A Enrica le encantó aquella buena acogida; se habían gustado, ya lo sabía, pero no contaba con semejante efusividad.
—Señora, me he tomado la libertad de… Como a mi padre le gusta mucho esta tarta que le hago, ayer me puse a preparar una y de paso hice un poco más. Quiero decir que no es que haya sobrado, sino que preparé más expresamente, pero no ha sido ninguna molestia. Le ruego que antes la pruebe usted, y si le gusta, entonces se la puede dar a probar a… a él.
Rosa quitó el trapo de cocina y miró la tarta sonriendo.
—¡Pero qué dice! Si ese es un lobo, come todo lo que le ponen por delante, seguro que le gustará. Es un migliaccio, ¿no? Requesón y sémola… Espere que ahora corto un pedacito y lo probamos. Póngase cómoda, enseguida vengo. Ya conoce el camino, ¿no?
Mientras esperaba que Rosa regresara con la tarta, observó que la puerta del dormitorio de Ricciardi estaba entreabierta.

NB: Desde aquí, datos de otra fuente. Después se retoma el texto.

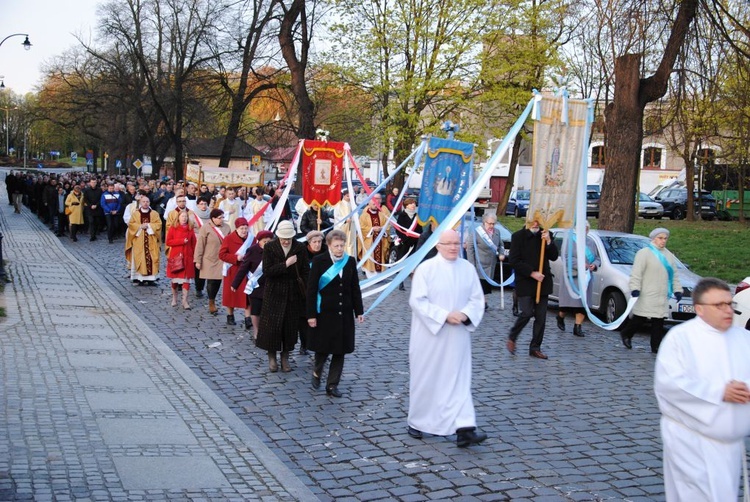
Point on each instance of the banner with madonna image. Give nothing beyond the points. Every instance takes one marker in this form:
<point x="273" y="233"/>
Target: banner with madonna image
<point x="446" y="178"/>
<point x="560" y="132"/>
<point x="322" y="171"/>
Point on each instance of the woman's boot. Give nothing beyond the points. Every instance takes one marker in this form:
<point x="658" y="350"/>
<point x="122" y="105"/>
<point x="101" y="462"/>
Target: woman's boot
<point x="285" y="362"/>
<point x="273" y="366"/>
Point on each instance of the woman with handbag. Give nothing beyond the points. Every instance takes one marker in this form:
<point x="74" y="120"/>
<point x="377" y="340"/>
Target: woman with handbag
<point x="231" y="253"/>
<point x="285" y="267"/>
<point x="74" y="211"/>
<point x="181" y="242"/>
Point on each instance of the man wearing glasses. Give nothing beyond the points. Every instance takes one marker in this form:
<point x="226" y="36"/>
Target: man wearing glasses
<point x="701" y="383"/>
<point x="653" y="280"/>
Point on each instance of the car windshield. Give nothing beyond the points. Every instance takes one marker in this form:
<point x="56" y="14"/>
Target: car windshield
<point x="621" y="249"/>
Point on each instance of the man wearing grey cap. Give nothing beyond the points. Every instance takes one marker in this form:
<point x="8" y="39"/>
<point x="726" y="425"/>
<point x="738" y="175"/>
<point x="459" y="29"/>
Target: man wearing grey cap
<point x="653" y="280"/>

Vio una parte de la cama, el escritorio, la jamba de la ventana. Se lo imaginó de pie, mirándola a ella, al otro lado de la calle; o escribiéndole otra carta. Al pensar en la carta se le aceleró otra vez el corazón.
Rosa sirvió dos generosas raciones de su tarta.
—La he probado, señorita. De veras es usted buena cocinera. Suelen ponerle demasiado requesón, para darle más sabor, pero el auténtico migliaccio es como este. La felicito.
Y se pusieron a charlar como dos viejas amigas, al fin y al cabo el tema preferido de las dos era el mismo.
Inconscientemente, Enrica se enteró por boca de Rosa de las mismas cosas que Livia había leído en el informe frío y pormenorizado de la policía secreta; pero la inmensa ternura y el amor que la tata le tenía a su señorito hilvanaron un relato muy distinto de la vida, la familia y el pasado de Ricciardi.
La muchacha hizo un largo y detallado viaje por la infancia de ese niño de grandes ojos verdes, condenado a una soledad marcada primero por la riqueza y luego por su carácter. Conoció a las baronesas de Malomonte, la madre que había apartado a Rosa de su familia de campesinos, y la nuera, esbelta como una niña y con los ojos llenos de tristeza. Fue a la escuela, durante años y años estudió sin un amigo, y estuvo en la habitación del hospital, sosteniendo la mano delgada de esa mujer de blancos cabellos que abandonaba la vida tan joven. Vio a la misma Rosa a la que se le confiaba el destino de un hombre al que no comprendía, pero amaba con todo su corazón. Supo de la historia de un apellido antiguo, y de riquezas suficientes para permitir una vida y una presencia en la sociedad, aunque desdeñosamente rechazadas.
De entre los pliegues del largo y sentido relato surgió un hombre próximo y a la vez alejado del que se había acostumbrado a soñar, y en su corazón crecieron la ternura y las ganas de conducirlo de la mano por la vida; justamente ella, que tan poco esperaba de la vida.
Cuando miró el reloj y vio por la hora que él podía regresar en cualquier momento, se levantó, besó a Rosa, y comprobó que tenía lágrimas en los ojos y las mejillas, y vio otras tantas surcar las arrugas de la tata. Prometió regresar, y antes de salir, le dejó un sobre para él.